An official from the Ministry of Economy and Finance also evaluated, "If the central bank actively plays a role by implementing policy responses never done even during the foreign exchange crisis, it is expected to greatly help stabilize the financial market," adding, "The effect of policy cooperation will increase further."
◆How Much Liquidity Will Flow into the Real Economy Remains a Future Task= However, it remains to be seen how private financial institutions will evaluate the conditions and volume of RP purchases presented by the BOK. Future challenges include how banks that receive unlimited liquidity will efficiently channel funds to the field, and how much they can alleviate market instability. There are also calls to induce commercial banks to align the funds they receive with government policies to support the real economy.
Deputy Governor Yoon explained, "The bonds currently under stress in the bond market are not government bonds but other bonds," and added, "While the simple purchase of government bonds is not excluded, the introduction of full RP purchases that meet market demand is the purpose."
The expanded RP purchase size through this measure is estimated at about 70 trillion won.
The BOK believes that the credit risk associated with unlimited liquidity supply is not significant. Deputy Governor Yoon said, "Since it is limited to bonds that have received the highest 'Triple A' rating from domestic credit rating agencies and have government loss compensation clauses, we think credit risk has been minimized," adding, "There is no significant separate risk or cost."

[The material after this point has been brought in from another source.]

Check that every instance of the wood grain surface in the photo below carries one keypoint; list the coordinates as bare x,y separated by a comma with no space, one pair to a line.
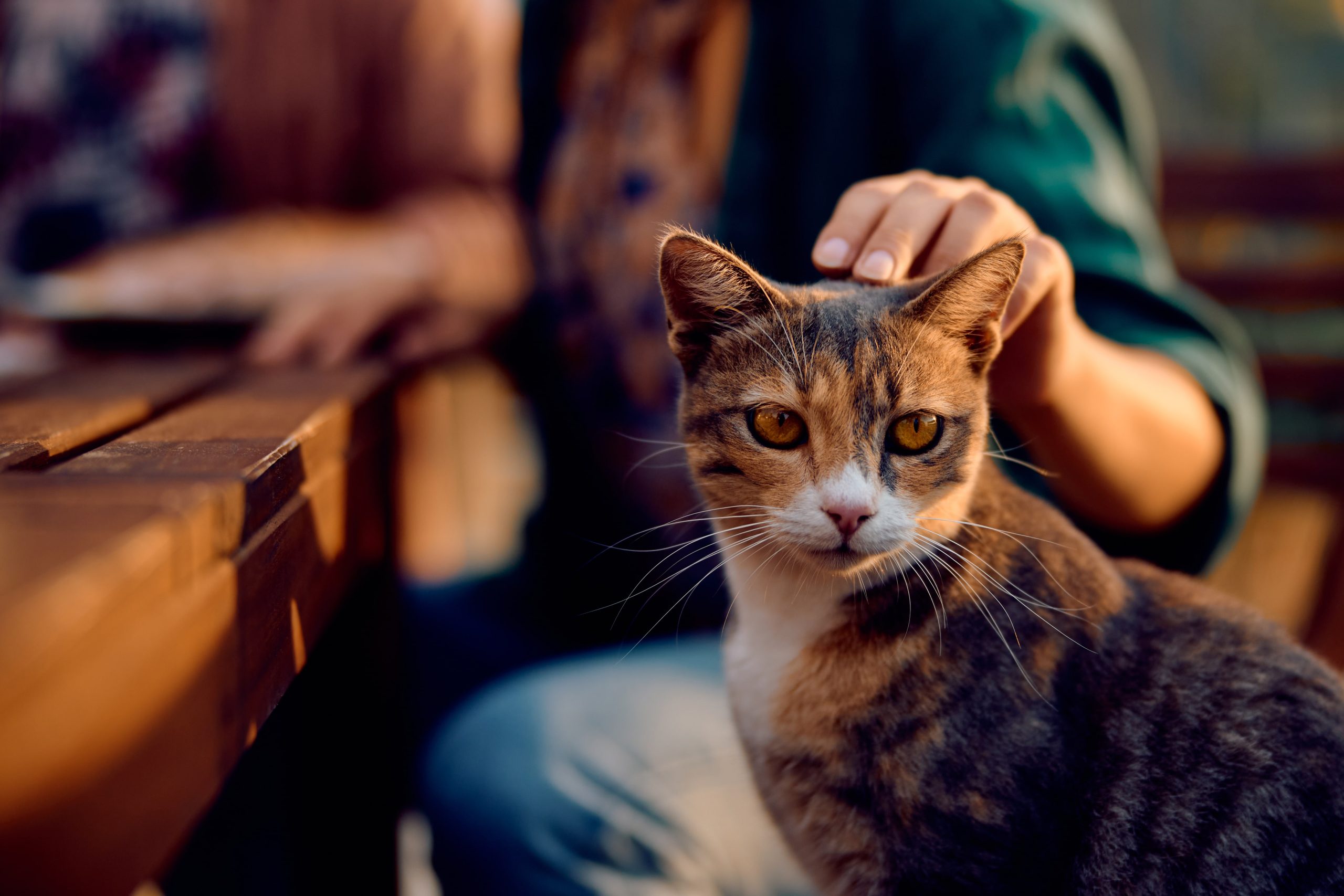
172,542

There were also claims in the market that the BOK should directly purchase corporate bonds and commercial papers (CP) without going through bond stabilization funds. However, the BOK's position is that it would be difficult if there are no eligible securities to collateralize the bonds to be purchased. Deputy Governor Yoon said, "If the government guarantees securities, I think it would be easier for the Monetary Policy Board to decide on purchases," but added, "Government guarantees for corporate bonds require the consent of the National Assembly, and whether a national consensus can be formed on that matter is a separate issue."
As the BOK has effectively implemented quantitative easing, attention is also focused on whether it will lower the base interest rate in the future. Deputy Governor Yoon said, "There was no discussion related to the base rate at today's meeting," and added, "The base rate decision will be discussed at the regular Monetary Policy Board meeting scheduled for April 9."